More than a decade ago, the opportunity to connect with other gay teens through the internet was extremely limited. But with the overwhelming success of social networking sites like MySpace.com, Glee.com, Facebook.com and others, queer teens can create close and lasting friendships with their peers with relative ease.

“Without the internet there wouldn’t really be any social interaction,” Kirk says. “Michael and I talked online for three years before we met.”

When the two finally got together, they found they had more connections than they originally thought. “I told my dad I wanted to meet my friend from MySpace,” says Michael. It turned out that Michael’s father and Kirk’s father had once worked together.

Community challenges
Being out to each other is a source of fun and camaraderie for the guys. Navigating the response from the community, however, is a little tougher.

Michael says he is constantly called “faggot” when he’s shopping or out doing other activities. He says being with others sometimes lessens the reaction. “When you are in a big group of people it isn’t much of a problem when you are out in town.”

Old stereotypes plague their interactions with neighbors and peers. “People up here think that just because I’m gay, that I automatically want to have sex with them,” Michael says. “People in a small town don’t really see that people can be different.”

All the boys wish they had some sort of official support or social group. Damien says that while there are some supportive institutions — like his gay-friendly Unifour Christian Fellowship Church in Newton, N.C. — more support would be welcomed.

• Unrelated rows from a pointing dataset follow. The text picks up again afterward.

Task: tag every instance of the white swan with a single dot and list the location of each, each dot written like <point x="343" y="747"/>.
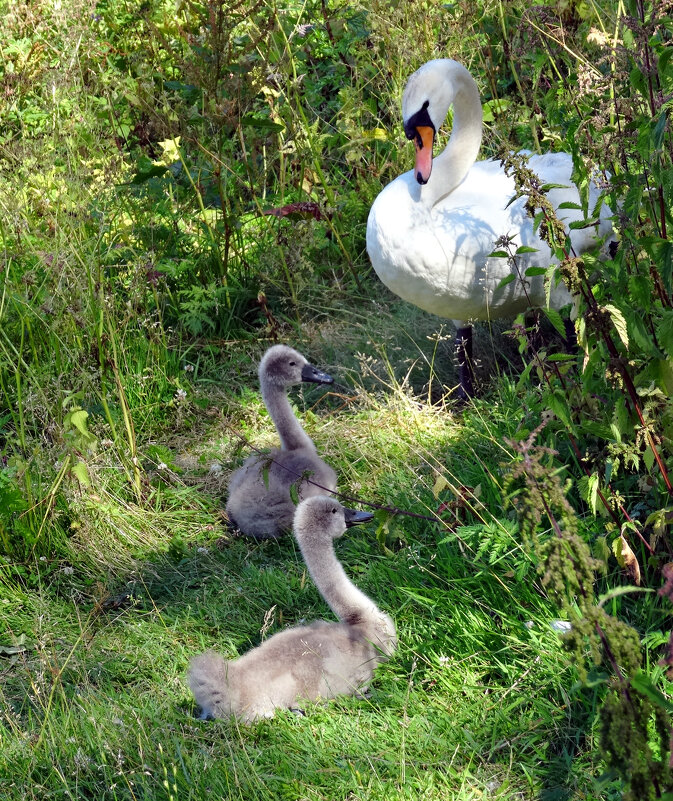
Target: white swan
<point x="321" y="660"/>
<point x="259" y="502"/>
<point x="431" y="230"/>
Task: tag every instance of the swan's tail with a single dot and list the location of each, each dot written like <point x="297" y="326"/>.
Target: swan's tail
<point x="210" y="679"/>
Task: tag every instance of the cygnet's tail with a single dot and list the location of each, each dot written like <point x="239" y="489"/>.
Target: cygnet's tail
<point x="210" y="679"/>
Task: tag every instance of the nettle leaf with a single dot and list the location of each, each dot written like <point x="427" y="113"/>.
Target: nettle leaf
<point x="558" y="404"/>
<point x="556" y="320"/>
<point x="505" y="280"/>
<point x="643" y="683"/>
<point x="641" y="289"/>
<point x="440" y="485"/>
<point x="665" y="331"/>
<point x="588" y="487"/>
<point x="619" y="323"/>
<point x="81" y="473"/>
<point x="626" y="558"/>
<point x="659" y="130"/>
<point x="78" y="420"/>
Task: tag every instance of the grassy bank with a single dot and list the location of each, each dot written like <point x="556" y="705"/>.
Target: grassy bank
<point x="182" y="185"/>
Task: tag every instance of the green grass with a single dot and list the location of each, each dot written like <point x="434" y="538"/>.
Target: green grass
<point x="473" y="703"/>
<point x="131" y="325"/>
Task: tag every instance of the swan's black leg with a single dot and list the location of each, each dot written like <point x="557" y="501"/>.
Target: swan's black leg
<point x="463" y="350"/>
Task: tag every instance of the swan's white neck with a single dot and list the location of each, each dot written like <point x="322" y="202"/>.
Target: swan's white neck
<point x="292" y="435"/>
<point x="347" y="602"/>
<point x="446" y="82"/>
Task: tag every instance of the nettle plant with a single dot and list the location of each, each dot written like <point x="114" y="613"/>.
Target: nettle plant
<point x="609" y="407"/>
<point x="613" y="400"/>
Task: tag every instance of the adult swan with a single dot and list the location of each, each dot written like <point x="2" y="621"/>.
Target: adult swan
<point x="430" y="231"/>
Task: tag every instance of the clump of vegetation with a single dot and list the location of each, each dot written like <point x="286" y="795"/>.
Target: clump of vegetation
<point x="183" y="184"/>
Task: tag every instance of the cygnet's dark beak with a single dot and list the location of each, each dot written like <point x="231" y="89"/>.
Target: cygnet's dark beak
<point x="312" y="374"/>
<point x="354" y="518"/>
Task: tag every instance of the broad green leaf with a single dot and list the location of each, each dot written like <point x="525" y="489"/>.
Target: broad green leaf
<point x="78" y="419"/>
<point x="81" y="473"/>
<point x="626" y="558"/>
<point x="619" y="323"/>
<point x="665" y="331"/>
<point x="643" y="683"/>
<point x="558" y="404"/>
<point x="556" y="320"/>
<point x="588" y="487"/>
<point x="440" y="485"/>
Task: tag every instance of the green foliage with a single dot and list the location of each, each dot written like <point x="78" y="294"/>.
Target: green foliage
<point x="635" y="724"/>
<point x="180" y="181"/>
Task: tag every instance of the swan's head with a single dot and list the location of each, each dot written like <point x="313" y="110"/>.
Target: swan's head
<point x="323" y="518"/>
<point x="282" y="366"/>
<point x="428" y="95"/>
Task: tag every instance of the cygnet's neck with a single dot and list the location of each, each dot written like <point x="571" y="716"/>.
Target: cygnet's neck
<point x="347" y="602"/>
<point x="292" y="435"/>
<point x="452" y="165"/>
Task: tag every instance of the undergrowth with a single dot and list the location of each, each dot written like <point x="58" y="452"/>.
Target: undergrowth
<point x="184" y="184"/>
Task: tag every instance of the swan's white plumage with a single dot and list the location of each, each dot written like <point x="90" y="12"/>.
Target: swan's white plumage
<point x="429" y="244"/>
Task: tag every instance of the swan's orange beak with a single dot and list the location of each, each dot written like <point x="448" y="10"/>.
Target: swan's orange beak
<point x="424" y="140"/>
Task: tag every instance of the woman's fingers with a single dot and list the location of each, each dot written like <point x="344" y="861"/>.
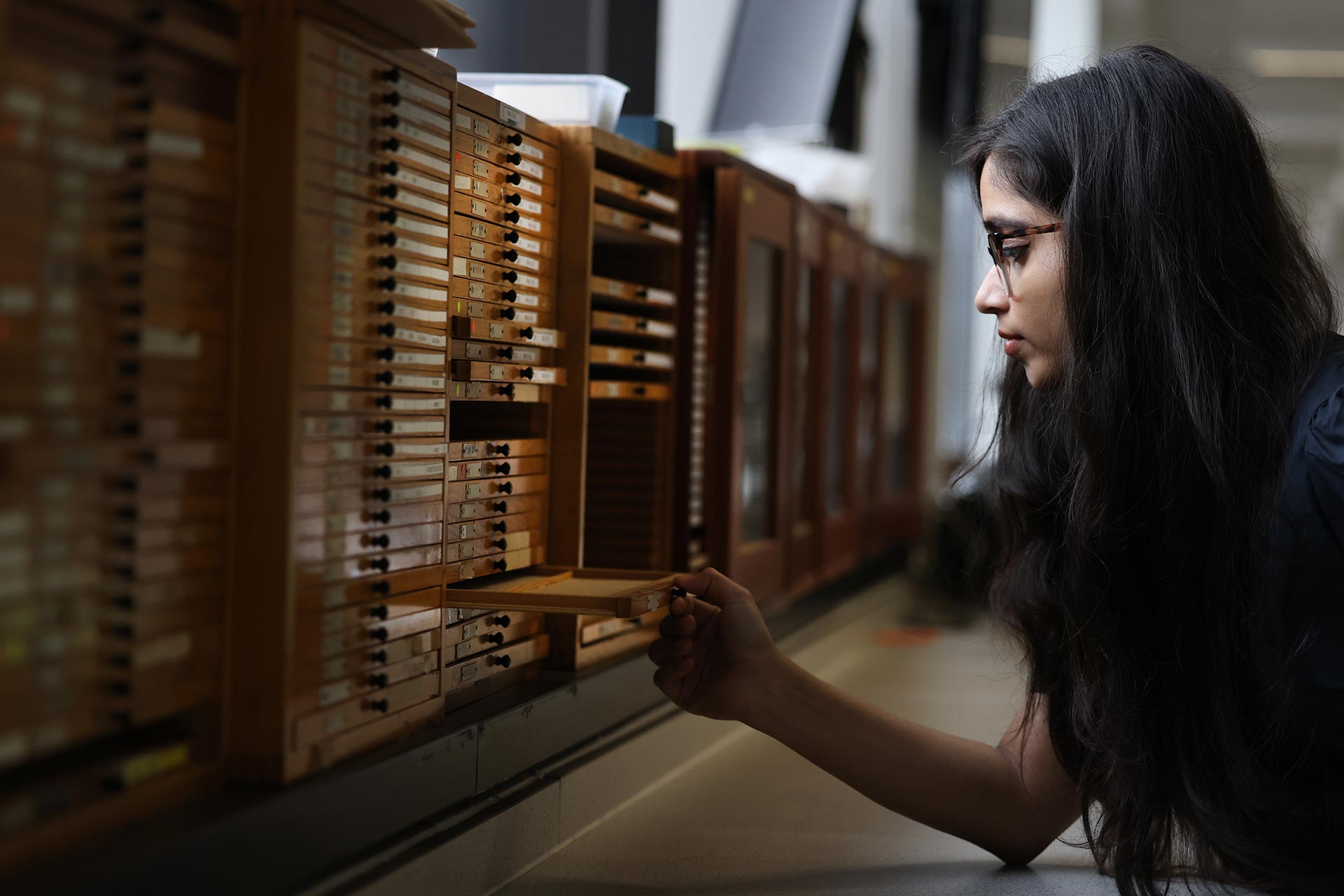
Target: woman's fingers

“I think having a group like Charlotte’s Time Out Youth would help. I’ve been talking to the lesbians at my school and telling them that I want to start something,” Brandon says. “It is fun to go to Charlotte and meet people but we want to be able to know people here in our own area.”
Until more support finds its way to their rural area, Michael says he and the guys will continue encouraging each other. “We are just a close group. If we do anything here, we do it together.”